Robotic in situ 3D bio-printing technology for repairing large segmental bone defects

Affiliations

Robotic in situ 3D bio-printing technology for repairing large segmental bone defects

Lan Li et al. J Adv Res. .

Abstract

Introduction: The traditional clinical treatment of long segmental bone defects usually requires multiple operations and depends on donor availability. The 3D bio-printing technology constitutes a great potential therapeutic tool for such an injury. However, in situ 3D bio-printing remains a major challenge.

Objectives: In this study, we report the repair of long segmental bone defects by in situ 3D bio-printing using a robotic manipulator 3D printer in a swine model.

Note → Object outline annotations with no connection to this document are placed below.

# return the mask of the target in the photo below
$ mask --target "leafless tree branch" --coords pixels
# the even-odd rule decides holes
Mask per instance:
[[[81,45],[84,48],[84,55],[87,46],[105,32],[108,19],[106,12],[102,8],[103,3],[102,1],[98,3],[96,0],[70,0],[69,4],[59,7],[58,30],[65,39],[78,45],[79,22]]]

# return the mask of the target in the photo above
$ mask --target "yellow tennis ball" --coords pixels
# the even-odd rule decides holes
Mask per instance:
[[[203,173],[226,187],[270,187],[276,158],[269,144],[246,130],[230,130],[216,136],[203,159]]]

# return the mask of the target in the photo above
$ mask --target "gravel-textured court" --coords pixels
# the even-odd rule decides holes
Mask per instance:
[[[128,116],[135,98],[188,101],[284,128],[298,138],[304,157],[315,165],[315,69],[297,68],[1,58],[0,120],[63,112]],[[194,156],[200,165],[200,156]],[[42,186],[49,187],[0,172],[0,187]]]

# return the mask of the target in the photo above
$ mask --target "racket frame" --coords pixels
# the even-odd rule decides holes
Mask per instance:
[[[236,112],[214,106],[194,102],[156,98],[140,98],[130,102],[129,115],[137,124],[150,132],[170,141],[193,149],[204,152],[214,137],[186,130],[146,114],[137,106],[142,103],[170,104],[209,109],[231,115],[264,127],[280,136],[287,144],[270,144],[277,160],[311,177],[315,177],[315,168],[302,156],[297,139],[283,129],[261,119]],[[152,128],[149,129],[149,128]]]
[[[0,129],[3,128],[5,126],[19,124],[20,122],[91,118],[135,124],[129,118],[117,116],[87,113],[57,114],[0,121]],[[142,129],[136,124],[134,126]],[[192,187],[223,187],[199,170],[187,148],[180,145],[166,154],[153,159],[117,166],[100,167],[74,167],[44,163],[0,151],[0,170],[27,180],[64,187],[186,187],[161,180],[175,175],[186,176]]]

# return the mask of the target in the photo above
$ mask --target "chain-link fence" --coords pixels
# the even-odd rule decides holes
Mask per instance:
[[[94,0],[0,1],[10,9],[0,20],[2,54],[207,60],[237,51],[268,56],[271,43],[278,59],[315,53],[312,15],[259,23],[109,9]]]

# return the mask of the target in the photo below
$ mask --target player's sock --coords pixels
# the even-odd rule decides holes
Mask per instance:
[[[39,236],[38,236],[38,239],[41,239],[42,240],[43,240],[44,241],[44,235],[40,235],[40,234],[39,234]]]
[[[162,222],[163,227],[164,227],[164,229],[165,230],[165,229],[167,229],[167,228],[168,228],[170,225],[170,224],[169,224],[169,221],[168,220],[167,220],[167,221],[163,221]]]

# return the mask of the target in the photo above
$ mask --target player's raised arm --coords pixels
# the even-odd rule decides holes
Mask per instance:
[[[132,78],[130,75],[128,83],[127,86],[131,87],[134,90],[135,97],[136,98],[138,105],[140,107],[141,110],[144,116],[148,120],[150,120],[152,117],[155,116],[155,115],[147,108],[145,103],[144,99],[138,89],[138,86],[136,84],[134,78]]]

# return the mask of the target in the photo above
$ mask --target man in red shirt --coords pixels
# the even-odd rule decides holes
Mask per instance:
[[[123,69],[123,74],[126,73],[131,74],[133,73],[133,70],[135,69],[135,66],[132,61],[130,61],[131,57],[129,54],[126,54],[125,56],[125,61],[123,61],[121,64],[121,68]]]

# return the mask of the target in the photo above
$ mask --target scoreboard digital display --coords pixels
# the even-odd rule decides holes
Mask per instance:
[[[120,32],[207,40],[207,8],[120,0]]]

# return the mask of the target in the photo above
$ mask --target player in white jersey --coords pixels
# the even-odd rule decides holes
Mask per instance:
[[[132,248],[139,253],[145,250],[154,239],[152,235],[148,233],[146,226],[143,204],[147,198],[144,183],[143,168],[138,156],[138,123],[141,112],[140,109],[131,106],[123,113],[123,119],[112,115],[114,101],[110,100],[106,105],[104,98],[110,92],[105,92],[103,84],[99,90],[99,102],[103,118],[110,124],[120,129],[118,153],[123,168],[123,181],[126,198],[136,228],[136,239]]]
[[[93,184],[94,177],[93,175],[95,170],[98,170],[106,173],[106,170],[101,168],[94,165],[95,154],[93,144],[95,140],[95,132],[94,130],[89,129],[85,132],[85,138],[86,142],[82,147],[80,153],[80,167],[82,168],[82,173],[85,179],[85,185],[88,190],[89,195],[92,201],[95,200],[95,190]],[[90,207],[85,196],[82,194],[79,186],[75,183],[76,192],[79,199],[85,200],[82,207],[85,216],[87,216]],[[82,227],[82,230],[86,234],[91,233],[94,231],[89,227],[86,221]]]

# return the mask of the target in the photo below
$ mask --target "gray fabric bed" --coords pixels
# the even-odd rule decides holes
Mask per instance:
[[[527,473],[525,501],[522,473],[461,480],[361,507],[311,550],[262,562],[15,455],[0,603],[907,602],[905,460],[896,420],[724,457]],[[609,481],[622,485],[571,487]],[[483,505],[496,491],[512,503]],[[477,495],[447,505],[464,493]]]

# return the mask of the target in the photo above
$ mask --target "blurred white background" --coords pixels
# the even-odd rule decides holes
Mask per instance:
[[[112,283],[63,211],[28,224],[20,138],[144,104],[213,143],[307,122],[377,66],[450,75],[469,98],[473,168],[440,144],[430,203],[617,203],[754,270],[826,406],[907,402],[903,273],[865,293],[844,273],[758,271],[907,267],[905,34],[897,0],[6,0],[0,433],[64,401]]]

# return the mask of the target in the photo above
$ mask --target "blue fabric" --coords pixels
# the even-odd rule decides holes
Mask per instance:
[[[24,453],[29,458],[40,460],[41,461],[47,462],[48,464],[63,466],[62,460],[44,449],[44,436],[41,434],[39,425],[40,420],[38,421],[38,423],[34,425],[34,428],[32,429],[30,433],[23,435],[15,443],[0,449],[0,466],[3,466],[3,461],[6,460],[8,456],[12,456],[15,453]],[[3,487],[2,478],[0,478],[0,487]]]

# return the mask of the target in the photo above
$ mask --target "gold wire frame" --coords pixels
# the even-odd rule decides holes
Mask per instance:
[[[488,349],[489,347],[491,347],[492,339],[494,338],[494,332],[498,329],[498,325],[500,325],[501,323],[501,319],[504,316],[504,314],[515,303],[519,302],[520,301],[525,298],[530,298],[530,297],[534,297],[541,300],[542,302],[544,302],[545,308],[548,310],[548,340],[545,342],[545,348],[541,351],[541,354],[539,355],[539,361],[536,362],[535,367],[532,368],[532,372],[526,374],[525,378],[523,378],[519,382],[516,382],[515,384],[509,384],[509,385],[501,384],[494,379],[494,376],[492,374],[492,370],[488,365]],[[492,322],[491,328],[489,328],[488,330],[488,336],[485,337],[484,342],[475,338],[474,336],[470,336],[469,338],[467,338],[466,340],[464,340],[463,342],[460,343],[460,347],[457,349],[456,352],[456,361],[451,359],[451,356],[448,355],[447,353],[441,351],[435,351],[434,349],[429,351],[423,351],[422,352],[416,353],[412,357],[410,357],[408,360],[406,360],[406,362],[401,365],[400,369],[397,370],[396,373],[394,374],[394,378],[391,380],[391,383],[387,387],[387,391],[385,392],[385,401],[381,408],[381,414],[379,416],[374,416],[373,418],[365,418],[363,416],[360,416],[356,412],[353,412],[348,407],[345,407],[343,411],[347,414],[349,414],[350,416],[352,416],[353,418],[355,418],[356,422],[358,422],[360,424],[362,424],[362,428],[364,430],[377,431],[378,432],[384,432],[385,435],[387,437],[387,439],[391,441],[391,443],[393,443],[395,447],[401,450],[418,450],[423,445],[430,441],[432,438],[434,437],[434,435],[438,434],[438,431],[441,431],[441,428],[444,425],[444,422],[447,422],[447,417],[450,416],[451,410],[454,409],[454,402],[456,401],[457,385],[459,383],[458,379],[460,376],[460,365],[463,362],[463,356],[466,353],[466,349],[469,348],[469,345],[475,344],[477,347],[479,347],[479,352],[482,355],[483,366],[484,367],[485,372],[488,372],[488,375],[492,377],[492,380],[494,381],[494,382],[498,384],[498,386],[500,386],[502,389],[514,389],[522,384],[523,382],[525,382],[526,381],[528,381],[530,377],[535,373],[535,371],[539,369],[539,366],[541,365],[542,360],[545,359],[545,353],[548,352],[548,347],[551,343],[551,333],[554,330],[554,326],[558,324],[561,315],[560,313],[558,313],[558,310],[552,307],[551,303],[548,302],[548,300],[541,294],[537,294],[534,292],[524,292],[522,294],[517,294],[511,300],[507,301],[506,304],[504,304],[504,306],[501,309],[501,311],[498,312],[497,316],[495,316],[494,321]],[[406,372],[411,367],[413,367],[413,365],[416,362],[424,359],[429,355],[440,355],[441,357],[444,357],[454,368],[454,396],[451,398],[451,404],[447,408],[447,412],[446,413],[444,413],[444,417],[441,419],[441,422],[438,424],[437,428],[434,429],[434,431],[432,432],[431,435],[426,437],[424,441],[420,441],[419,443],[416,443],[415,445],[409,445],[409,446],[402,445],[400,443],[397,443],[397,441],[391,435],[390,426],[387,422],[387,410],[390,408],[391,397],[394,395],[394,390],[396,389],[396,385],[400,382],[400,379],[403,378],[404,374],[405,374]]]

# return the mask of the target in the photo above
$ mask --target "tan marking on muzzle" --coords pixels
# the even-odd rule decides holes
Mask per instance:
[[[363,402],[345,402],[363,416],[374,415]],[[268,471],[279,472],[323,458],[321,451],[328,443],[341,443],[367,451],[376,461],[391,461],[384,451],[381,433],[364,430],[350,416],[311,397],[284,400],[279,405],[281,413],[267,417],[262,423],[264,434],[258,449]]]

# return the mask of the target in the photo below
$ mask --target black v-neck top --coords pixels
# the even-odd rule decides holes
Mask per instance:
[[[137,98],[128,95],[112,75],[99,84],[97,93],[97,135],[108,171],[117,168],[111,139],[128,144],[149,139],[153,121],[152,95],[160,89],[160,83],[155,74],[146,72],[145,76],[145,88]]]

Methods: We systematically optimized bio-ink gelation under physiological conditions to achieve desirable mechanical properties suitable for bone regeneration, and a D-H kinematic model was used to improve printing accuracy to 0.5 mm.

Results: These technical improvements allowed the repair of long segmental defects generated on the right tibia of pigs using 3D bio-printing within 12 min. The 3D bio-printing group showed improved treatment effects after 3 months.

Conclusion: These findings indicated that robotic in situ 3D bio-printing is promising for direct clinical application.

Keywords: 3D bio-printing; In situ; Regenerative medicine; Robotic; Tissue engineering.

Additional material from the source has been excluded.